Now, in the midst of the postgame comments, Carlisle did go out of his way to tell reporters that “look, sometimes guys have bad nights, so make sure to put that in there, too.” This is completely fair. And you can easily understand why Mayo is so frustrated, right now.
This is a player that was treated like a commodity in high school, disappointed somewhat because he somehow didn’t turn into the second-coming of Oscar Robertson in college, and was traded to a second NBA team the day he was drafted. That was O.J. Mayo merely as he was caught entering the NBA.
Though we don’t blame the Grizzlies for seeing what they could get for O.J., Mayo was dangled as trade bait for years (even reportedly watching as one deal was signed off on during the 2011 trade deadline) before finally leaving the team as a free agent last summer. In a post-lockout offseason, the market for Mayo was slim, and he had to settle for a two-year $8.2 million deal that features a player option for 2013-14.

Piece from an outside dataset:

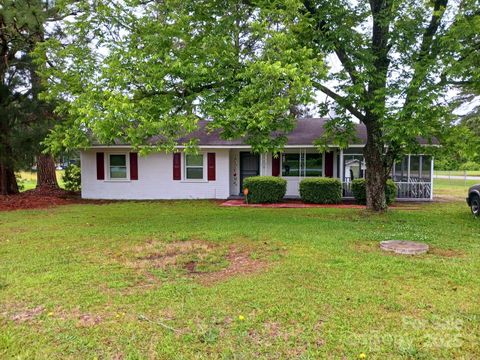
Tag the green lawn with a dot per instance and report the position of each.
(29, 179)
(190, 279)
(457, 172)
(452, 189)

On top of that, as McMahon noted, on Monday Mayo was working against his former team from Memphis in the loss. Typically players tend to rise above while going against a former team, but most former teams don’t feature All-NBA defender Tony Allen at the shooting guard spot. As a result, O.J. averaged just 8.5 points per game on 35 percent shooting in four contests against Memphis this year.
Mayo came into February averaging around 18 points per game for the Mavericks, in what appeared to be a turnaround year. A dip down in average was expected as Dirk Nowitzki returned to full health and rightfully garnered more touches, but Mayo dropped three points per game from month to month to month in February, March, and now April – where he’s shooting below 40 percent and managing just nine points per game despite playing 34 minutes a contest for a team that for an April shower was considered a playoff hopeful.
This has been the pattern since the beginning of Mayo’s career, hot starts and dulled finishes. In each of those seasons he’s had a midseason excuse – regression to the mean, an NBA that caught up with a teenaged rookie’s moves, trade deadline chatter, the frustrating 2012-13 Dallas Mavericks – but it’s still a pattern.
We like Mayo, and you can also tell (because of the caveats he keeps dropping excusing his play on Monday) Rick Carlisle appears to like him as well, even after this long season. The issue at hand is that Mayo’s play has remained at about the same level over his five-year NBA career. He’s good, not great, and good-but-not-great players can’t afford to disappear as often as O.J. does.
The Mavericks/Grizzlies replay from Monday is on NBA TV at 1:30 Eastern on Tuesday afternoon, NBA GMs. It’s not O.J. Mayo in full, but it could be what you’re dealing with (for perhaps three or four guaranteed years) if things don’t go especially right. DVR that contest, NBA GMs, and let’s catch up in July.